2022 Music Pulitzer Prize Winner Raven Chacon Speaks at a GSAPP Event

The composer, performer, and installation artist’s work gives voice to the voiceless.

By
Shannon Werle
November 07, 2022

On October 10, 2022, the Graduate School of Architecture, Planning, and Preservation (GSAPP) hosted a lecture by Raven Chacon, a composer, performer, and installation artist from the Navajo Nation. In 2022, Chacon became the first Native American composer to win the Pulitzer Prize for music, with Voiceless Mass, a work for an ensemble and a pipe organ that premiered at the Cathedral of St. John the Evangelist in Milwaukee in 2021.

GSAPP Professors Mario Gooden and Lucia Allais (also director of GSAPP’s Buell Center) joined Chacon for a discussion following his talk. GSAPP Dean Andrés Jaque introduced Chacon, and said that his work “presents territories and land as the entanglement of people’s ecosystems and technologies, as the site of both occupation and resistance, and uses sound as a medium that expands the capacity to collectively sense the violence embedded in those entanglements.”

Chacon underscored the expansive nature of his practice by including large-scale land art and site-specific installations produced during his affiliation with the Indigenous art collective Postcommodity (2009–2018), as well as performances, compositions using both graphic scores and traditional notation, and field recordings.   

Exploring Environments Through Sound

Chacon began by playing excerpts from one of his earliest works, a series of three manipulated field recordings created at a time when he was unaware of sound art. Venturing to sites on tribal lands selected for their quietness—Window Rock, Arizona; Sandia Mountains, New Mexico; and Canyon de Chelly, Arizona—Chacon recorded soundscapes, and later amplified each to the point of distortion. By turning up the volume, he aimed to unearth new patterns and textures. 

Artwork by Raven Chacon

Since then, Chacon has continued to probe the relationship of sound to space. His 2010 performance and composition Drum Grid calls for up to 20 drummers to disperse across a grid of street corners throughout a neighborhood. Each player takes turns imitating the sounds of their neighbor one block away; their interpretations are sometimes skewed by everyday activities masking the signals.   
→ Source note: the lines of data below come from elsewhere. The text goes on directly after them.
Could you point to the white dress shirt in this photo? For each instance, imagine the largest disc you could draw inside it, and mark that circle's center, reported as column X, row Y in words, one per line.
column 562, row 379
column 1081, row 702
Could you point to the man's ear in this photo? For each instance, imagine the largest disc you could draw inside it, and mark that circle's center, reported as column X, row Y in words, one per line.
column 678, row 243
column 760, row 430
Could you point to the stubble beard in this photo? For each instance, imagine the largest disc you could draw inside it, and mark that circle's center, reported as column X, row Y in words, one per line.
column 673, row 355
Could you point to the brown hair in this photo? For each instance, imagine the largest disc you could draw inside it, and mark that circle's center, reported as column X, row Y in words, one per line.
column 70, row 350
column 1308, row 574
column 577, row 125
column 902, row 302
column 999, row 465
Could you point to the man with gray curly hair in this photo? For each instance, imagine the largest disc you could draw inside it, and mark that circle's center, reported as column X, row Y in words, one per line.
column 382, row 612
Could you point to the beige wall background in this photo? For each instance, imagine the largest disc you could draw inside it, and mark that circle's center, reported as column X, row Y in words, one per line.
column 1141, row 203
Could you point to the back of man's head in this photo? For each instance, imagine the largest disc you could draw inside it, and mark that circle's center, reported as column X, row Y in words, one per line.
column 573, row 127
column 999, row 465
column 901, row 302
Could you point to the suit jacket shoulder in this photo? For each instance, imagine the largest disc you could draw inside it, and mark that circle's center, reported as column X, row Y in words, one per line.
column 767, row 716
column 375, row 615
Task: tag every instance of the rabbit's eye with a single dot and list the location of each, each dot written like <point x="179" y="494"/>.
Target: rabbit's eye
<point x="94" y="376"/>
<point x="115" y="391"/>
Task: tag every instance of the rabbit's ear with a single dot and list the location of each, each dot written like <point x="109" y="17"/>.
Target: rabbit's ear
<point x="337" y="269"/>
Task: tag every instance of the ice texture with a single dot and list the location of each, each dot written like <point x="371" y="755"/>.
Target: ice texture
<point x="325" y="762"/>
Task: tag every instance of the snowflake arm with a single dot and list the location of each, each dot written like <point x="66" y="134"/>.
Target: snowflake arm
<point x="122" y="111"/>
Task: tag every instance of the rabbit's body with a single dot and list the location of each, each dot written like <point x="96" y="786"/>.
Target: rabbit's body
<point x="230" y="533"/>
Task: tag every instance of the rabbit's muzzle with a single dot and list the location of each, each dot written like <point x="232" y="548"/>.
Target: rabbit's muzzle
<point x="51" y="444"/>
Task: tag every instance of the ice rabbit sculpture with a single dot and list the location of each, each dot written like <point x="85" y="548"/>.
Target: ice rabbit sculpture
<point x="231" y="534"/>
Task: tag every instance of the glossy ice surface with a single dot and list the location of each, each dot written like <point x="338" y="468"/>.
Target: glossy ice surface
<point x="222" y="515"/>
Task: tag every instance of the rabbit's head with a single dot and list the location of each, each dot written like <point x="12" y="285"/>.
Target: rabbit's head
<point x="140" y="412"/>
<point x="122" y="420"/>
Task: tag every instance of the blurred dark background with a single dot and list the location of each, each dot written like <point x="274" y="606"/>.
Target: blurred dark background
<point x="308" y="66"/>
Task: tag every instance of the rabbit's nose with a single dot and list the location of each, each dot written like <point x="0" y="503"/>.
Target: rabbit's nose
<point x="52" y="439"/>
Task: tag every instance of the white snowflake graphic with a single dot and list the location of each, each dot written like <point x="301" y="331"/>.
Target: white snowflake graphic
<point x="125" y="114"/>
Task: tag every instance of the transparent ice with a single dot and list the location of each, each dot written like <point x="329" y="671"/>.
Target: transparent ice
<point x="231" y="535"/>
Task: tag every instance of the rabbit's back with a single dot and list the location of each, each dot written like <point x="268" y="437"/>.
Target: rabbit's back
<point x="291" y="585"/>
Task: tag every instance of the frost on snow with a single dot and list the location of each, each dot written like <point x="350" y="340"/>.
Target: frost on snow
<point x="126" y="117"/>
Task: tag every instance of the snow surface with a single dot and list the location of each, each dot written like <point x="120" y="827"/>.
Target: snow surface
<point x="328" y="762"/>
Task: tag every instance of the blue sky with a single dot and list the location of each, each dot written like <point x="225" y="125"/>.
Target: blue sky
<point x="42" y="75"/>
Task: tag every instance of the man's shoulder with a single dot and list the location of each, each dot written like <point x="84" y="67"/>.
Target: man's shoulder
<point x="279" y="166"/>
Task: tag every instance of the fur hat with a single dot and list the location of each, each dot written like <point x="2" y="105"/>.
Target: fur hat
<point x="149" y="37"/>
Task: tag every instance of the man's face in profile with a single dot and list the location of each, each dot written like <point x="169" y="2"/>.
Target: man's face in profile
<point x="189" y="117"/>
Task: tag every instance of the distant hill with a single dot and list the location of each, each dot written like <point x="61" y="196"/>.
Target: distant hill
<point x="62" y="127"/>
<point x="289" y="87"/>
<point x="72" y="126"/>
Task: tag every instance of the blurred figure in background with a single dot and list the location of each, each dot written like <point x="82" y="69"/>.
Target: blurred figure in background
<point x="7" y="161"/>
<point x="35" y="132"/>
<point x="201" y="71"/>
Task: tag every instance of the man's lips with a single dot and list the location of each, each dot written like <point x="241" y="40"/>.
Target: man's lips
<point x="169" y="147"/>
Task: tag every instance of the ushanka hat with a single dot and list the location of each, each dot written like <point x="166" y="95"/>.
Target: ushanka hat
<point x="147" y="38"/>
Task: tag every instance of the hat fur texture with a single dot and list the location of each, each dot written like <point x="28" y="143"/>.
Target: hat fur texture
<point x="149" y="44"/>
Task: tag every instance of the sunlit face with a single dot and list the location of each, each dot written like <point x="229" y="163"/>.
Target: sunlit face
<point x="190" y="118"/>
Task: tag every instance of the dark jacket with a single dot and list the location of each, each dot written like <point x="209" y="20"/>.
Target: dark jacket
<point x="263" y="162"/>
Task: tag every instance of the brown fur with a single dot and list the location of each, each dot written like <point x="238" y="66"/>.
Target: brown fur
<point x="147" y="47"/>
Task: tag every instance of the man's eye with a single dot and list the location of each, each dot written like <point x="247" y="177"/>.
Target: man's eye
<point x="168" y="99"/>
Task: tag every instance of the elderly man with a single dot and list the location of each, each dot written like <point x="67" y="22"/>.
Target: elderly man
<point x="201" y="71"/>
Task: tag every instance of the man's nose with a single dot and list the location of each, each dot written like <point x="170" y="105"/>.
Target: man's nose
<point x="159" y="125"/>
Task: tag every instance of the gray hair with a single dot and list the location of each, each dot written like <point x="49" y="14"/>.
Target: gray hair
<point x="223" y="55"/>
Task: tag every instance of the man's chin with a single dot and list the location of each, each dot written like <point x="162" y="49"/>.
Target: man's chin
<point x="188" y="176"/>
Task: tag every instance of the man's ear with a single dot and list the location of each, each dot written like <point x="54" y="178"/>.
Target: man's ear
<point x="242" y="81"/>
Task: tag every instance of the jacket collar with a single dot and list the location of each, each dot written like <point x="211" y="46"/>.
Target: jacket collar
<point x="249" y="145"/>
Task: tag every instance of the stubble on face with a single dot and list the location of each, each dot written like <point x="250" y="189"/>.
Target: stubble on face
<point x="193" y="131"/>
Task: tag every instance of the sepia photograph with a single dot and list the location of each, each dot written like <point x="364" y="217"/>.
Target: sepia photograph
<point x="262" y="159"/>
“It becomes complicated quickly,” said Chacon. “The public that has stumbled upon these performers in the street often misinterpret this as some kind of protest or some other kind of single action, and then they realize they’re surrounded by 20 drummers in this neighborhood. In a way, it generates conflict, which was not an intention of the piece. It was actually to do the opposite—to get people to walk around their communities, their city spaces, and engage with things that might be in those places.”

The arrangement for Drum Grid comprises a text-based instruction and graphic score illustrating how the performers should position themselves across street blocks. As a result, musical training is unnecessary for enacting the performance.

“One reason I make these scores accessible is because I'm interested in who might be on stage representing these pieces,” said Chacon. “Drum Grid is about allowing people who are from certain communities to be the people on the streets. It's not about busing in professional musicians to, say, the south of Albuquerque and do this thing. It's getting the people who live there to do it.”

Bringing Attention to the Void

The composition for Voiceless Mass is dedicated to the memory of the Indigenous children who did and did not survive residential schools and forced assimilation practices administered by the Catholic Church, which also led to the loss of Indigenous languages. Chacon prefaced an excerpt by reading aloud his program notes: “Voiceless Mass considers the futility of giving voices to the voiceless when ceding space is never considered an option by those in positions of power.”

The composition exploits the emptiness of a vaulted religious structure by reverberating the instrumentation with a visceral force. Similar to his over-amplified field recordings, Chacon’s composition for Voiceless Mass intensifies listeners’ experience of the vastness of the space. “It kind of confuses you, especially if you watch the performance,” Allais said. “You don’t know that those instruments made those noises, you don’t recognize the instruments anymore. Yet, at the same time, there’s no doubt that the organ is a wind instrument, and that this wind is a kind of architectonic breath.”

“Voids mean something,” said Chacon. “They might mean a loss of memory, or a time before humans existed—which is the case with my composition American Ledger. It tells the chronology of this land that’s now the United States. There’s voids in that, there’s voids when things were lost, when languages were lost, when people were displaced, and when people were moved here from other continents.”

Silent Choir (Standing Rock) by Chacon, recently exhibited at the Whitney Museum's 2022 Biennial, presents another instance of a powerful void. For this work, the artist recorded the silent protest of Indigenous women who led a group of water protectors against police in 2016, near the Standing Rock Indian Reservation during the No Dakota Access Pipeline resistance.

“This is the sound of 400 people staring and having nothing to say. It’s the sound of the shame of the police and their refusal to look back,” said Chacon. 


Shannon Werle is the assistant director of communications at GSAPP.